Drama therapy has multiple founders across different traditions. Jacob Moreno is considered the father of psychodrama (a related precursor). In the UK, Sue Jennings is the pioneer of drama therapy as a clinical profession; Marian 'Billy' Lindkvist founded the Sesame Institute in 1964 and developed the Sesame Approach to drama and movement therapy. In North America, Renée Emunah, David Read Johnson, and Robert Landy are the founding figures who established the field's theoretical foundations and the NADTA credentialing system.

What theoretical frameworks does drama therapy draw on?

Drama therapy draws on multiple theoretical frameworks: psychodynamic theory (object relations, attachment, unconscious), humanistic psychology (Maslow, Rogers, person-centered approaches), developmental psychology (Piaget, Winnicott, Erikson), narrative therapy (White and Epston), embodied cognition and neuroscience, and theatre theory (Stanislavski, Boal, Grotowski). Different drama therapy approaches weight these frameworks differently.

How is drama therapy different from psychodrama?

Psychodrama is a specific therapeutic method developed by Jacob Moreno using structured dramatic re-enactment of past events and relationships in a group setting.

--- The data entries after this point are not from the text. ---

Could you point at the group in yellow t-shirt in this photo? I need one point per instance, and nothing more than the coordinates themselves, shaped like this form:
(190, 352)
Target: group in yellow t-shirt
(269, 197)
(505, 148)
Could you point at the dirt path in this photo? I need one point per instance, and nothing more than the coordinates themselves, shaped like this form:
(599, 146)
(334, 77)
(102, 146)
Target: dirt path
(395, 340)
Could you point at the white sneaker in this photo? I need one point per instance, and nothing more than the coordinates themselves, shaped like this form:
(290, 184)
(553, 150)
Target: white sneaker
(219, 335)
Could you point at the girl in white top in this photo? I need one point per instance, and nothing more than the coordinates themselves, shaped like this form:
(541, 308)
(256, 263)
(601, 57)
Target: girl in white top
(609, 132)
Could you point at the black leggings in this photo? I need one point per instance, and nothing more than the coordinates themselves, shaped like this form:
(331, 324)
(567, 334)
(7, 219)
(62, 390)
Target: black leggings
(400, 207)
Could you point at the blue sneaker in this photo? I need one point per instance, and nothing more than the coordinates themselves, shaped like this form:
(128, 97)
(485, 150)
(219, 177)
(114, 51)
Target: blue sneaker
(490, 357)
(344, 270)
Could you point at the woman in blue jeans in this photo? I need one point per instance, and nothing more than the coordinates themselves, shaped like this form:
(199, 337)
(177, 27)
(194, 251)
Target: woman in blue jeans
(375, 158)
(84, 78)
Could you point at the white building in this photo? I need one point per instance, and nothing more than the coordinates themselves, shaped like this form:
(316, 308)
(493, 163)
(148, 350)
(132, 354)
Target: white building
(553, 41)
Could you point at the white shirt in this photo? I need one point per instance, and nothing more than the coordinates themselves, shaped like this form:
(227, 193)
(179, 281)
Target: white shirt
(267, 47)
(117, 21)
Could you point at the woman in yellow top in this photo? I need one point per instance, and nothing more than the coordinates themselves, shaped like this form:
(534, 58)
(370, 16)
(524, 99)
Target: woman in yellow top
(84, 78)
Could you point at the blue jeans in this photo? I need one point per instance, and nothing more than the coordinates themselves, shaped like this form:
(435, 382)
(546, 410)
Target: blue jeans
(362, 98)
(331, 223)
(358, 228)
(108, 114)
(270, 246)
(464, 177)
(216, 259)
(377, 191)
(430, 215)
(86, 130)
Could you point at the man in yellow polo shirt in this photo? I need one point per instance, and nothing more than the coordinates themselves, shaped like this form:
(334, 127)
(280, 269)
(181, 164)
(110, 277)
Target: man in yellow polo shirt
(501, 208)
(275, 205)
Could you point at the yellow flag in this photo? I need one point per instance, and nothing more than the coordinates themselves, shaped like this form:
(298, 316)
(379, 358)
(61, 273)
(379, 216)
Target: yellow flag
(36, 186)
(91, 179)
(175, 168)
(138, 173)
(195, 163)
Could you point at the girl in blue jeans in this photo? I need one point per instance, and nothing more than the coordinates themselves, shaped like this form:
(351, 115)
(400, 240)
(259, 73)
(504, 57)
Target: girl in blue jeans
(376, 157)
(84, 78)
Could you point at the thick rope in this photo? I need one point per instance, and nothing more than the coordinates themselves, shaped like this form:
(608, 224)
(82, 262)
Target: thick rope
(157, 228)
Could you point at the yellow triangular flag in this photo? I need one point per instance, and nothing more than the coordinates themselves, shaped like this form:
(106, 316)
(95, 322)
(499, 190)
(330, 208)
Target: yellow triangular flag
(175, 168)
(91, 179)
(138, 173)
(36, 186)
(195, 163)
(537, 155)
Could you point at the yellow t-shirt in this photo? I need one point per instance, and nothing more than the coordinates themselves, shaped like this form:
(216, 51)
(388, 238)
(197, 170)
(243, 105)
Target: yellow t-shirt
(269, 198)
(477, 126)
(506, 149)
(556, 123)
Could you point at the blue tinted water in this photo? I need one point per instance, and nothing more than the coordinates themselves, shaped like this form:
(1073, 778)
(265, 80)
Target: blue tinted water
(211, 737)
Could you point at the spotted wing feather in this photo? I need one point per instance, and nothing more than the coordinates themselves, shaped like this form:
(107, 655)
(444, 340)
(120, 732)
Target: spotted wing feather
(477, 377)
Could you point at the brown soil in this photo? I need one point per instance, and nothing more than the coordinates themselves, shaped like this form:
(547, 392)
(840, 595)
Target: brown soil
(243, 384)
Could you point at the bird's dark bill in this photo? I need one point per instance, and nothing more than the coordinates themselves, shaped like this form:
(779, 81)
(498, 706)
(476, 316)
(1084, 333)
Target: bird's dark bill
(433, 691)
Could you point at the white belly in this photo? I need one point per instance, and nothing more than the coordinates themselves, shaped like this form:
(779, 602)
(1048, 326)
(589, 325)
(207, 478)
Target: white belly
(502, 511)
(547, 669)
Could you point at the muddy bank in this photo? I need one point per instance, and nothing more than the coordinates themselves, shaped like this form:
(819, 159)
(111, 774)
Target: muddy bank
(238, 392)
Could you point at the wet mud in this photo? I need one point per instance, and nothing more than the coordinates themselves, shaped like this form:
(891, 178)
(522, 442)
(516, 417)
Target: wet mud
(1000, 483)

Drama therapy is a broader clinical profession that encompasses psychodrama as one approach among many others (Integrative Five Phase, Role Theory, Narradrama, DvT, etc.). Drama therapists are credentialed by NADTA (RDT credential); psychodramatists by the American Board of Examiners in Psychodrama (TEP credential).

What is the relationship between drama therapy and expressive arts therapy?

Expressive arts therapy (EXA) is an intermodal approach that integrates all art forms, visual arts, music, movement, drama, and poetry, rather than specializing in one. Drama therapy is a modality-specific practice focused on dramatic and theatrical methods. The fields overlap significantly; some practitioners hold both credentials. Both are recognized creative arts therapies, but drama therapy has its own distinct theoretical tradition, credentialing body (NADTA), and specialized training programs.